Forcing myself to write today. Having one of those dips in productivity that come with a dip in confidence. Wish I had some elaborate psychological explanation for it but it’s all pretty mundane. The blogging isn’t going great. Terrible numbers, even for work like my Farage piece which I thought was pretty strong. Very little income (though thank you to the couple of people who have contributed because you’ve liked my work). And then there’s been a bit of exhaustion due to trouble sleeping. I have a dodgy muscle in my back that always gets triggered if I sit a certain way on the edge of my chair. I try to stop myself sitting like that but it’s easier to say than it is to do. I found myself sitting like that on Sunday and, sure enough, back pain Sunday night and all of Monday. Always worse when I Iie down. Anyway, about 2am this morning, I finally relented and hit it with a couple of Ibuprofen which always does the trick but they also knock me out.
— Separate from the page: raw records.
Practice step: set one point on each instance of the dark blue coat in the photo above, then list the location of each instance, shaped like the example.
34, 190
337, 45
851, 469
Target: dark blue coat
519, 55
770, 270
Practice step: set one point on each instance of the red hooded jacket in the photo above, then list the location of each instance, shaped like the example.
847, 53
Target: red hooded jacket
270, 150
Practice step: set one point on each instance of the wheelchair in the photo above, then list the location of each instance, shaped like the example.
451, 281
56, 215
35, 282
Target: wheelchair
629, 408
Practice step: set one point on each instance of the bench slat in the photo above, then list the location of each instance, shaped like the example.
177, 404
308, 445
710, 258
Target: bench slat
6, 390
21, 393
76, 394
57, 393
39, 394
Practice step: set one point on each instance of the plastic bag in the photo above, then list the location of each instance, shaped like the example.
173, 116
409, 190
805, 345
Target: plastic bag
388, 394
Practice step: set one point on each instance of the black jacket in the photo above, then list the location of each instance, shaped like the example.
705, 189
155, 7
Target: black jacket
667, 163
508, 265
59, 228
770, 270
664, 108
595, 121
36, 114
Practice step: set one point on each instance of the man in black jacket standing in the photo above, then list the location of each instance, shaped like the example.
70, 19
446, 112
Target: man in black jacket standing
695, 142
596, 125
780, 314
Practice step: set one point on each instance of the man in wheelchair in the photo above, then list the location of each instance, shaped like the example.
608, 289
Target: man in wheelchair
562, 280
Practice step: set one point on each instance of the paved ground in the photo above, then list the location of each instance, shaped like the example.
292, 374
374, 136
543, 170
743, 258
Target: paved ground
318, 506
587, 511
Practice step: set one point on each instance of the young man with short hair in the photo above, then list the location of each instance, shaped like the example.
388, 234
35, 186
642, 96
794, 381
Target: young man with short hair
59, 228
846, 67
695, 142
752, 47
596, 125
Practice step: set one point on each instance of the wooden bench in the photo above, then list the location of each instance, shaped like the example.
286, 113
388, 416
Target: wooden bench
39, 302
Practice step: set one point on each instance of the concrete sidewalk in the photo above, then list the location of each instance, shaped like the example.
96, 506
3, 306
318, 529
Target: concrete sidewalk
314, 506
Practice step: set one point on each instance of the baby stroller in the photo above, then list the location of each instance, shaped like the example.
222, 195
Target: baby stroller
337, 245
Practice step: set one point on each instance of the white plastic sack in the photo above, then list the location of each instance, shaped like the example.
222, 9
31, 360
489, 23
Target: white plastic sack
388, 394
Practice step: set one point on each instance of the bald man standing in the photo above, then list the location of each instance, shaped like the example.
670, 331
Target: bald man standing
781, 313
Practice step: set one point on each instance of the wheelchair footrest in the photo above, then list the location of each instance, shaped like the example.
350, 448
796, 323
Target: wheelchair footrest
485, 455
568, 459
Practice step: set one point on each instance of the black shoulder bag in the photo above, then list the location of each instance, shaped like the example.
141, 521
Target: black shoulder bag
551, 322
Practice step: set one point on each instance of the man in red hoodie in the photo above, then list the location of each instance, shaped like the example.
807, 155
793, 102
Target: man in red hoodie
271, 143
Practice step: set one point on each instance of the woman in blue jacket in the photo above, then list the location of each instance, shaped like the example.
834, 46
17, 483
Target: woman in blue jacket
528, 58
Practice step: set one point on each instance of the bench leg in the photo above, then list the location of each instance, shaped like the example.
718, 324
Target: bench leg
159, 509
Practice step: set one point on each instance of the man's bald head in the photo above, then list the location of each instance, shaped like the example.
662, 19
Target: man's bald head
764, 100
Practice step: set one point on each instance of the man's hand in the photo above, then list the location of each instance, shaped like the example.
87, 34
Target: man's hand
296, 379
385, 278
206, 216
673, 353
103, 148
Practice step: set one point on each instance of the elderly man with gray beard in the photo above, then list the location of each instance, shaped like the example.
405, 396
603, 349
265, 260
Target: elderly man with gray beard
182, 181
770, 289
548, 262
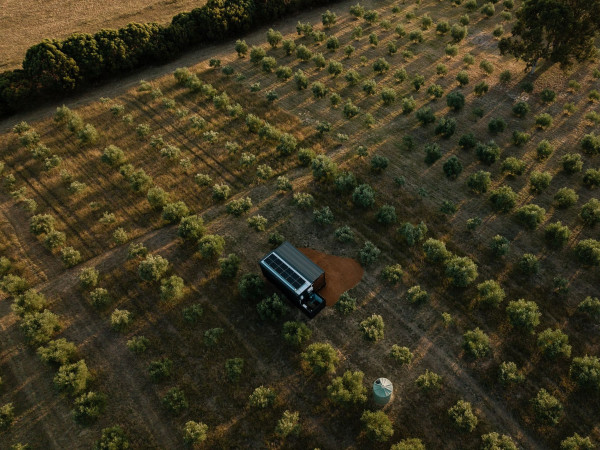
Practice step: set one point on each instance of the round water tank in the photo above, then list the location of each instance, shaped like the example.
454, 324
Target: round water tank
382, 391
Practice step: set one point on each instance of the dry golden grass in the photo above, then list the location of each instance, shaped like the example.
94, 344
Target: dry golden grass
200, 370
25, 23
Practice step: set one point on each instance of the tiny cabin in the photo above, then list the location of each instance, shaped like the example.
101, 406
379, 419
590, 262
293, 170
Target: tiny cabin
296, 276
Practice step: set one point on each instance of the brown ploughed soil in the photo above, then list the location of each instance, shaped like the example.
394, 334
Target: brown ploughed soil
341, 274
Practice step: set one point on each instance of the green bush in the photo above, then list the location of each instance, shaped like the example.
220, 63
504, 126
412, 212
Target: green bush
476, 343
72, 378
174, 401
153, 268
479, 182
346, 304
372, 328
503, 199
160, 369
588, 252
585, 371
509, 374
523, 314
547, 408
39, 327
461, 414
262, 397
88, 407
321, 358
490, 294
461, 271
429, 381
113, 438
513, 167
590, 212
416, 295
553, 343
296, 334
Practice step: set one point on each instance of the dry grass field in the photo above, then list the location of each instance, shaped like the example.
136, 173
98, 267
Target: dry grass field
209, 143
25, 23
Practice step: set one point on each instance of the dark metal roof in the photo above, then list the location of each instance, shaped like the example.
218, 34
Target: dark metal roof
298, 261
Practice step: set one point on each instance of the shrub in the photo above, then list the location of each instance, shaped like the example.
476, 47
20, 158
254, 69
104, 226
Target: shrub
429, 381
113, 438
416, 295
523, 314
476, 343
377, 426
547, 408
100, 298
543, 121
88, 407
72, 378
557, 234
590, 212
496, 126
479, 182
40, 326
174, 401
171, 288
590, 144
211, 245
572, 163
512, 166
509, 374
452, 167
372, 328
503, 199
553, 343
345, 304
411, 234
461, 271
481, 88
588, 252
565, 197
160, 369
138, 344
461, 414
153, 268
576, 442
585, 371
321, 358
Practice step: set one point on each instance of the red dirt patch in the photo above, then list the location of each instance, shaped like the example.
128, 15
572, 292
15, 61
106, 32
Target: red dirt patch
341, 274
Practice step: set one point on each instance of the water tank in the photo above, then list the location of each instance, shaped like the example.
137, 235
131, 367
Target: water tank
382, 391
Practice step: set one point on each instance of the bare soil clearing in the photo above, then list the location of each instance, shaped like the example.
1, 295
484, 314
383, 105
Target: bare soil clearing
24, 23
341, 274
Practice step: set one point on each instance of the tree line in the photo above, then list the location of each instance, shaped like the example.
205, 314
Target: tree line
54, 67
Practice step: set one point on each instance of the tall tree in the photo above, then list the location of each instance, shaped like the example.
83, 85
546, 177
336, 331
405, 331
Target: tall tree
558, 31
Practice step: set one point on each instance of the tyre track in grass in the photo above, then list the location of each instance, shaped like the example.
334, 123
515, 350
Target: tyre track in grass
189, 145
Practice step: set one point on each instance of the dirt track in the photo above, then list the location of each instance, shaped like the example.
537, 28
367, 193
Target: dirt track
341, 274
I had a very solid sleep though but woke myself up because I blowing a spray diffuser in my sleep. I’d been having a Ralph Steadman dream in which I was contributing to some art project, except I wasn’t actually me but a certain Twitter-obsessed novelist I follow. I woke myself up with my blowing. Actual physical blowing. Very weird. Slightly disturbing.
Anyway, today I’ve no idea what I’ll do. Yesterday I drew some cartoons which I intend to send off to the usual place which will undoubtedly reject them. They’ll end up here, I guess. Might draw more.